The first version S. 273/H.R. 1260 (Coleman/Reynolds) would extend MILC payments from expiring in September of 2005 for two more years (through September 2007) and double the production cap contained within the subsidy payment formula to 4.8 million gallons per year. The current MILC formula cap is 2.4 million gallons annually a level that has already cost American taxpayers more than $2 billion since 2002. The Coleman/Reynolds modifications to the program would raise the cost considerably; a comparable measure last year was estimated to cost $2.4 billion.
The second version of MILC legislation S. 307/H.R. 859 (Santorum/Peterson) would extend MILC payments through September 2007 without changing the formula cap, at a cost of $1.3 billion. (For background information on MILC, click here.)
ACTION: Contact your Senators and Representatives in Congress and urge them to reject any legislation that would extend or expand the MILC subsidy program (S. 273/H.R. 1260 and S. 307/ H.R. 859). Instead, Congress should look for alternatives to the current system that are less market disruptive, compliant with world trade obligations, and help all farmers nationwide better manage market fluctuations. Click here to send a letter.

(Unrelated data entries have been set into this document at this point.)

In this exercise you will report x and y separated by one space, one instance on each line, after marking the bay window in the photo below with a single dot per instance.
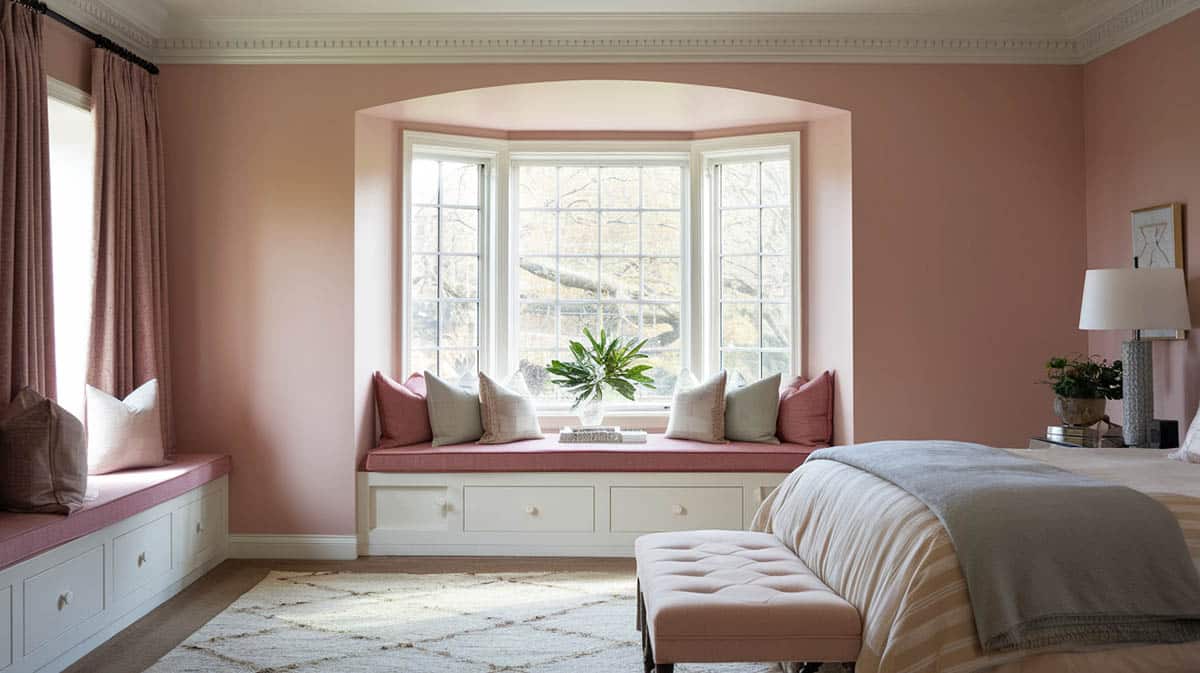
511 248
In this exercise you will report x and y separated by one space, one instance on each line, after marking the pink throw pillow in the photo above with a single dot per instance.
403 413
805 410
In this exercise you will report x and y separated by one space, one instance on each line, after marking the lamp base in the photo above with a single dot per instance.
1138 390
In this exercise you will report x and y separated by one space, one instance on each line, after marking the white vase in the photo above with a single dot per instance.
591 413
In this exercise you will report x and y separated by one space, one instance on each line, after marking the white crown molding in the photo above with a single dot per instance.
1086 31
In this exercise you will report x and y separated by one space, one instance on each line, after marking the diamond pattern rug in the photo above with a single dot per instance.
468 623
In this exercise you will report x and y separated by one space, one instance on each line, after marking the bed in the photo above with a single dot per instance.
885 552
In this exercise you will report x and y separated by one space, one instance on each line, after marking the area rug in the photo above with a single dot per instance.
377 623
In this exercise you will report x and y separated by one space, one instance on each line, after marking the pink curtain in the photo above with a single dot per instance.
129 324
27 310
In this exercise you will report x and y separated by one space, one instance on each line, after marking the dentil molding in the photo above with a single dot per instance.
579 37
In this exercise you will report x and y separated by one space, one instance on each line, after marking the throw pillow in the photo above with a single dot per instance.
508 413
751 412
805 412
697 413
124 433
43 457
454 412
403 412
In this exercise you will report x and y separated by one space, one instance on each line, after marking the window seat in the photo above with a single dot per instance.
658 455
119 496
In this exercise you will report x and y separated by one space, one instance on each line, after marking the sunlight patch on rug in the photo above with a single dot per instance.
366 623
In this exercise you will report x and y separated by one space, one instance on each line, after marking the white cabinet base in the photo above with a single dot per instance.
546 514
64 602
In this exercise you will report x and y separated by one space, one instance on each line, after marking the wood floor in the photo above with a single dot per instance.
145 641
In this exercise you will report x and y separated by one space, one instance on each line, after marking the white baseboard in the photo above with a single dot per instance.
312 547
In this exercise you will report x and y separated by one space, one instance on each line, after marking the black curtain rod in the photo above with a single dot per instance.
100 40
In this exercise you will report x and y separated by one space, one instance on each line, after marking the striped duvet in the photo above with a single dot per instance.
887 554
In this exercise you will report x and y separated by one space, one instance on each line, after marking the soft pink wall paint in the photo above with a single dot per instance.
828 272
967 242
1141 110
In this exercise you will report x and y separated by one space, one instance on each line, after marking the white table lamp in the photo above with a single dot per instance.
1135 299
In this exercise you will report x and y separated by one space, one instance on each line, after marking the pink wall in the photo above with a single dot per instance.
828 280
1141 110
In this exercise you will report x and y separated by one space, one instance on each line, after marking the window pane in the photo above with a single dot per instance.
538 186
425 229
739 277
777 277
622 277
579 277
537 325
775 190
777 230
460 230
460 184
538 277
538 232
579 233
739 184
661 233
663 278
460 277
579 186
743 364
739 232
777 325
425 181
739 324
425 276
661 187
618 233
619 186
425 324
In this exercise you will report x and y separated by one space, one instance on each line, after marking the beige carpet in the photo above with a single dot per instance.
360 623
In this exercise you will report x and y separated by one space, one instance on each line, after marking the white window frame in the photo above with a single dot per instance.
699 286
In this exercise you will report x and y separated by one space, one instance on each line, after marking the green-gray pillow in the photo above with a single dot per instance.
454 412
751 412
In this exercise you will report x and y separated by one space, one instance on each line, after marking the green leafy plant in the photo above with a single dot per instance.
606 361
1084 378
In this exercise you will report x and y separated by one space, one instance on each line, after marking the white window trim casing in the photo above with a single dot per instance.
699 341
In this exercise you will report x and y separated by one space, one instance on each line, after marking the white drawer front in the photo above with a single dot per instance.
411 508
63 596
538 509
141 556
5 628
649 509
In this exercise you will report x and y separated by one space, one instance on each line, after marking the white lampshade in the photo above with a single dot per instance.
1134 299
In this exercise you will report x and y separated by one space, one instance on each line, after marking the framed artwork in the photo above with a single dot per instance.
1158 244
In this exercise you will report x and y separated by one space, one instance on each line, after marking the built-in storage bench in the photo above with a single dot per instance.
545 498
70 583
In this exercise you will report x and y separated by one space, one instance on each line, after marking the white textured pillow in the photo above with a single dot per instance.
508 413
124 434
697 413
454 412
1189 451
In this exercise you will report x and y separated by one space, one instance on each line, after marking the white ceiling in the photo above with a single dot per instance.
1044 31
604 106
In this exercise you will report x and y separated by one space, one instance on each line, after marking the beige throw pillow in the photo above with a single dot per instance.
124 433
508 413
43 458
697 413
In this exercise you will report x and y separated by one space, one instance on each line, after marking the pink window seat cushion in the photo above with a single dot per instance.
659 454
119 496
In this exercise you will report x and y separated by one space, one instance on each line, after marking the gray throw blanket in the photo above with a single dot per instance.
1050 557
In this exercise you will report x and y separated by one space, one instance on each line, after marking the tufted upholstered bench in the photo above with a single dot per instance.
732 595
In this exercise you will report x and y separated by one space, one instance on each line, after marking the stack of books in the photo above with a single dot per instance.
600 434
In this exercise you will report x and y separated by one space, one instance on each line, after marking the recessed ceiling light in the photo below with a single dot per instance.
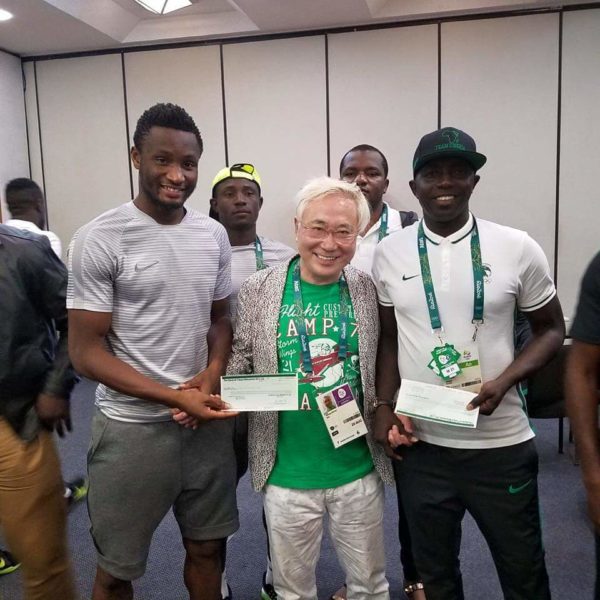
162 7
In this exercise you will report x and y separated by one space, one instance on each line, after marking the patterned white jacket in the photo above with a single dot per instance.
255 351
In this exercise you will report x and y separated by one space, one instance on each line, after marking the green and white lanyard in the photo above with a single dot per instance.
258 253
301 325
383 226
478 292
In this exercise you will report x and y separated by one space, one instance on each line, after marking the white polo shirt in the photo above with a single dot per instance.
365 245
517 275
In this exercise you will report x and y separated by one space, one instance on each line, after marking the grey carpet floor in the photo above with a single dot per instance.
567 534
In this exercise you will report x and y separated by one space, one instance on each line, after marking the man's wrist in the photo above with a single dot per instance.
380 402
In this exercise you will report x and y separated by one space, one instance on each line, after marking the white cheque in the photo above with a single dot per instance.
436 403
253 393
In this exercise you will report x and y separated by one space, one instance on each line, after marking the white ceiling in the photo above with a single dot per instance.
42 27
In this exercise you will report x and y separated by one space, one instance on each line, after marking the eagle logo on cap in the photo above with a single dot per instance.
451 135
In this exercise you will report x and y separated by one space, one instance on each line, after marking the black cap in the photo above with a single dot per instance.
447 142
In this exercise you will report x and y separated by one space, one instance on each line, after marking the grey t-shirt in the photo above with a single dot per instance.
159 282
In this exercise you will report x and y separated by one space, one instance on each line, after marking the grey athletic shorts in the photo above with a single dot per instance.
137 471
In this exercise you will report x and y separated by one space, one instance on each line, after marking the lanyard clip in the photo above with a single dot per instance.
477 323
438 332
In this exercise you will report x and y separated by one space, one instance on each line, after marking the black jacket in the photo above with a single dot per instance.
33 324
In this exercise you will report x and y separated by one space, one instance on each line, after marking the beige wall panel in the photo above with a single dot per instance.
190 77
13 136
84 146
500 84
276 119
383 91
580 131
35 149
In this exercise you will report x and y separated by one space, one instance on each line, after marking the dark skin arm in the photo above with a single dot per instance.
87 348
390 430
219 339
581 388
54 413
548 333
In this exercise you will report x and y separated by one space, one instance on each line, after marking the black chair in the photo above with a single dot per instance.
545 393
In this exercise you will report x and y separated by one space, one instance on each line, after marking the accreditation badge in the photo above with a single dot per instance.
445 362
469 379
341 415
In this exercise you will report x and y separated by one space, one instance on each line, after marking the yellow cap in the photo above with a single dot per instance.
237 171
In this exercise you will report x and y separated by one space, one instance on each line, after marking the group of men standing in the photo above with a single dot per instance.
152 295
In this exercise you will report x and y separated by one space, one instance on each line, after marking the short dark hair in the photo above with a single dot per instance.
22 193
165 115
367 148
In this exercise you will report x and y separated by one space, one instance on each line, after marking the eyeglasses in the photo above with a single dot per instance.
341 236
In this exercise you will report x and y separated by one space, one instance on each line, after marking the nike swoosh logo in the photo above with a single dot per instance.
512 489
139 268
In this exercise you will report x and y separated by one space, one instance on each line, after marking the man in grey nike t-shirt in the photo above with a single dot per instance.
149 315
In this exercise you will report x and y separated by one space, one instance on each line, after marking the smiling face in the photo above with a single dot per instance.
322 260
168 171
237 202
365 168
443 187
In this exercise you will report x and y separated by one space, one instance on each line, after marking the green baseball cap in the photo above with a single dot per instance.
447 142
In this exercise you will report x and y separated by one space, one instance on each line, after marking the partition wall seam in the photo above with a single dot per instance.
126 123
558 134
439 75
37 107
226 146
327 121
317 32
26 118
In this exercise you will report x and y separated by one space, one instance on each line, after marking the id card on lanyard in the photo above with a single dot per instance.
458 367
338 407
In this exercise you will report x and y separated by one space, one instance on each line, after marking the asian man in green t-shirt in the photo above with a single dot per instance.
316 317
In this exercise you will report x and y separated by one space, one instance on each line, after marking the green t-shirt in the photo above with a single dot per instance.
306 457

REJECT MPC, CASEIN & CASEINATES TARIFF LEGISLATION
Background: Representatives Don Sherwood (R-PA) and David Obey (D-WI) re-introduced legislation (H.R. 521) that would raise tariffs on imports of milk protein concentrates (MPC), casein and caseinates. The same bill was introduced in the last Congressional session, but did not advance. The U.S. Coalition for Nutritional Ingredients an IDFA-led group of more than 50 associations, food companies, and taxpayer and consumer organizations are working together to oppose the legislation.
ACTION: Contact your House Representatives and urge them to oppose H.R. 521. Click here to send a letter.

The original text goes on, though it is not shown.